Active Response Training (Greg Ellifritz)
15 March 2014
On 15 March 2014 I attended a one day groundfighting course taught by Greg Ellifritz. The course was hosted by John Murphy from FPF Training and held at a local boxing gym in Culpeper, VA. The gym offered a clean, dry, and warm place to train. I firmly believe this helped the learning process.
The vast majority of my training over the years has been gun centric. I have been attempting to correct that by branching out and working on knife and stick skills. My formal combatives training has been limited to MAC stuff in the Army and some in-service stuff.
The class started with a brief introduction by John and some ground rules from the gym. We started promptly at 9 with instructor and student introductions. Going around the room it was obvious that the experience and skill level of the attendees varied widely. There were folks with zero training to those that have been involved in various martial arts for a decade or more. Greg promised that he would be able to start out at the ground level and work on improving all of our skills as the day progressed.
The course started with the idea of handling a threat with three options. Escaping from the area, handling the threat with unarmed techniques, and finally having to resort to lethal responses (armed or unarmed). This would be touched on several times throughout the day. We then moved on to working the various positions and pros and cons of each.
We then teamed up with what would be the first of several partners we would have for the day. Greg likes to you to keep swapping partners so that you get a feel for working against various body types, heights, and strength levels. The first drills had us on the ground working against an opponent on his or her feet. Greg feels that this is an area lacking in many formal martial arts types. Groundfighting doesn’t necessarily mean all of the participants are on the deck. We also covered a couple of methods of getting back to our feet. This would prove important if you intend on escaping from the encounter.
We got used to shifting our bodies to keep our feet between us and a threat and also how to deliver low line kicks against them. Greg kept us honest with our defensive positions by coming around and delivering open hand strikes to ensure you were covering up. From there we worked on various leg and arm take downs against the standing opponent.
Next up we got into the actual grappling portion that most folks envision when speaking of groundfighting. Greg covered multiple escapes from the guard and mount as well as “rest positions” to allow us to catch our breath while minimizing the damage dished out by our opponents.
From there we learned some defenses against tackles and various types of chokes. Numerous techniques were shown and we were given ample opportunity to practice each.
Greg also taught a quick block on rape defense. This was not only important for the females in attendance but also simple enough for the male students to take make to the ladies in their lives.
This wrapped up the segment of less lethal responses. If we found ourselves in a position where none of this would help get us out of the situation, we now had to progress to lethal force. Greg covered some rather nasty but brutally efficient means of disabling an attacker with unarmed techniques.

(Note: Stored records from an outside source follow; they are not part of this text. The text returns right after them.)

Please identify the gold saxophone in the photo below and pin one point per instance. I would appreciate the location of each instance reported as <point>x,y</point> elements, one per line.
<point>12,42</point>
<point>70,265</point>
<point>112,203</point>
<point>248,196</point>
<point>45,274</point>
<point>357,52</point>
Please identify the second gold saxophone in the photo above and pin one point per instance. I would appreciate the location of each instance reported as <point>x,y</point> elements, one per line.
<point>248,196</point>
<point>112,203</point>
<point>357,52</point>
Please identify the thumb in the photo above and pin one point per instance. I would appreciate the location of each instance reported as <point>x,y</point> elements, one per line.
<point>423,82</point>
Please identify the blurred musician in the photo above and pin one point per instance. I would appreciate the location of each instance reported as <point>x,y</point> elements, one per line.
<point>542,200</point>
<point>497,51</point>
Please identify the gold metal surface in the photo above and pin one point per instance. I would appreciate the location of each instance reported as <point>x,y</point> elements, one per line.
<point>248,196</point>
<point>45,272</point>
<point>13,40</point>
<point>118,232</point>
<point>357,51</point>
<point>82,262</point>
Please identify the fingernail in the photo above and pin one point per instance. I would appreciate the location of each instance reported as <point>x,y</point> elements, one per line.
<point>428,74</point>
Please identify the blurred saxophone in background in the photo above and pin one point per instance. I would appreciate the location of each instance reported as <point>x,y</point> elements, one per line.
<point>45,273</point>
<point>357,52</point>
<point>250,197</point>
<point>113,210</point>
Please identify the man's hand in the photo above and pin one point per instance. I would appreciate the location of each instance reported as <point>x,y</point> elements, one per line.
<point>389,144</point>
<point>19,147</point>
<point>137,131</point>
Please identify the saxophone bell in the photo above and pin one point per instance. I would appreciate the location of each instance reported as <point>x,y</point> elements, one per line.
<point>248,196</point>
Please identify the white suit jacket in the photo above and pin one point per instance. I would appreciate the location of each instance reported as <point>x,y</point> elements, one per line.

Moving along with the lethal force trend we started to incorporate dummy guns into our drills. The difficulty of getting to any weapon, no matter the carry location, was an eye opener for many. Far too often people see a firearm or knife as the easy answer to any lethal force issue. The problems start to arise when you cannot access it at all or when you need to have some empty hand skills to help you create the time and distance needed to get the weapons into play.
We worked on weapons retention in the holster, presenting the weapon as to maintain control of it, the intricacies of extreme close range fighting, target selection, and malfunction clearance using not only our body but that of our attacker. This easily could have been a day long course on its own.
We then went on to practice defense against both a knife and handgun. Once we got started we saw that much of the skills we had spent the morning working on carried over directly to defending against a weapon. This was not by chance. Greg built his system around these possibilities instead of having a totally different set of procedures to follow.
That is one of the biggest takeaways from this course. We weren’t expected to come in with decades of experience or the thought that we would go forth to attend training twice a week for the rest of our lives. As with Greg’s knife and stick training, it was all presented in an easy to follow method. It focuses more on theory than it does technique. Keeping things simple means we can practice on our own and have a much higher probability of retaining these skills so there are there when we need them.
Free time is a foreign concept to me between a full time job, teaching at school that has be on the range 3 weekends a month, and running my own training company on the side. It isn’t uncommon for me to run 5 weeks or more without a single day off. That kind of crunch means I have to be very selective about my training time. There is a reason why I have made the choice to train with Greg so many times over the years.